What is Glycogen Storage Disease (Type I, II)?
 
Glycogen Storage Disease (GSD) is a rare autosomal recessive inherited metabolic disorder caused by defects in enzymes involved in glycogen synthesis or degradation, leading to abnormal glycogen accumulation in organs such as the liver and muscles. At least 19 subtypes are known, with Type I (GSD Type I, hepatic form) and Type II (GSD Type II, Pompe disease) being the most common, accounting for approximately 40% of GSD cases combined. The incidence of GSD I is about 1 in 100,000 to 1 in 20,000, and GSD II is about 1 in 100,000 to 1 in 14,000, with slight variations among subtypes.
GSD I is divided into two subtypes:
 
1.  Ia Type (80% of GSD I): Deficiency of glucose-6-phosphatase (G6PC), leading to the classic GSD Ia tetrad: hypoglycemia, hepatomegaly, hyperlactatemia, hyperuricemia, and hypertriglyceridemia.
2.  Ib Type (20% of GSD I): Deficiency of the G6P transporter (SLC37A4), presenting with the same metabolic abnormalities as Ia plus neutropenia and recurrent infections.

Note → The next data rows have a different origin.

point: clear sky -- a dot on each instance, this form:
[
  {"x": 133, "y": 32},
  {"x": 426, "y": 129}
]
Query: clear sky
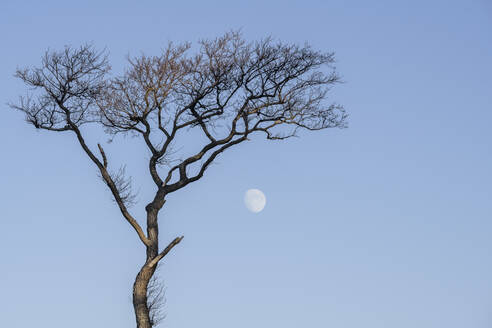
[{"x": 385, "y": 224}]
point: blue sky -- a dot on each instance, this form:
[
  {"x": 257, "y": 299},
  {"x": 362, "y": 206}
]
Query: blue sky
[{"x": 384, "y": 224}]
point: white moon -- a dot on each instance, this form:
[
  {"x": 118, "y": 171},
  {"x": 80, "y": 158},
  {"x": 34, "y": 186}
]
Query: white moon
[{"x": 255, "y": 200}]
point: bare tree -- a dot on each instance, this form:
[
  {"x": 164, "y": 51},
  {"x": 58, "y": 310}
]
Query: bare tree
[{"x": 228, "y": 90}]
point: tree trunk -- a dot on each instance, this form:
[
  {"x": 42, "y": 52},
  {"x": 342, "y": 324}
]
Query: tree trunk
[
  {"x": 140, "y": 297},
  {"x": 140, "y": 286}
]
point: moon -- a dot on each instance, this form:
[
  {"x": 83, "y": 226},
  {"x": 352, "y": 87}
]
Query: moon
[{"x": 255, "y": 200}]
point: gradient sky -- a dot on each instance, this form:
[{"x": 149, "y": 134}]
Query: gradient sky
[{"x": 385, "y": 224}]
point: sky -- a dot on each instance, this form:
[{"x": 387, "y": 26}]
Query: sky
[{"x": 384, "y": 224}]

GSD II (Pompe Disease): Accounts for 15% of GSD. Deficiency of lysosomal acid alpha-glucosidase (GAA) leads to glycogen deposition in muscles throughout the body. The infantile form presents with hypertrophic cardiomyopathy and respiratory failure, while the late-onset form presents with progressive muscle weakness. It is classified based on age of onset and primary organs affected into Infantile-Onset Pompe Disease (IOPD) and Late-Onset Pompe Disease (LOPD).
 
(Image: Cleveland Clinic)

Pathogenesis
 
GSD Ia Type: Mutations in the G6PC gene cause glucose-6-phosphatase-α deficiency, preventing hydrolysis of glucose-6-phosphate (G6P) into free glucose within the endoplasmic reticulum lumen. This interrupts glycogenolysis and gluconeogenesis, leading to G6P accumulation in hepatocytes, enhanced glycolysis and lactic acidosis, activation of the pentose phosphate pathway and increased uric acid production, and increased acetyl-CoA leading to hyperlipidemia—forming the classic GSD Ia tetrad. The most common mutations in China are c.648G>T (57%) and c.248G>A (14%).
 
GSD Ib Type: Mutations in the SLC37A4 gene cause deficiency of the glucose-6-phosphate transporter (G6pt), preventing G6P transport from the cytosol into the ER lumen for hydrolysis by G6Pase, resulting in metabolic abnormalities identical to Ia. Additionally, loss of endoplasmic reticulum antioxidant protection in granulocytes leads to increased neutrophil apoptosis and dysfunction. The most common mutations in China are c.572C>T and c.446G>A.
(Image: PubMed)

GSD II Type (Pompe Disease): The causative GAA gene is located at 17q25.3 and contains 20 exons. Mutations reduce lysosomal acid alpha-glucosidase activity, preventing glycogen degradation within lysosomes. This leads to massive accumulation ("glycogen foam") within lysosomes of skeletal, cardiac, and smooth muscle cells, causing vacuolar degeneration, autophagy-mitochondrial dysfunction, and ultimately cell destruction.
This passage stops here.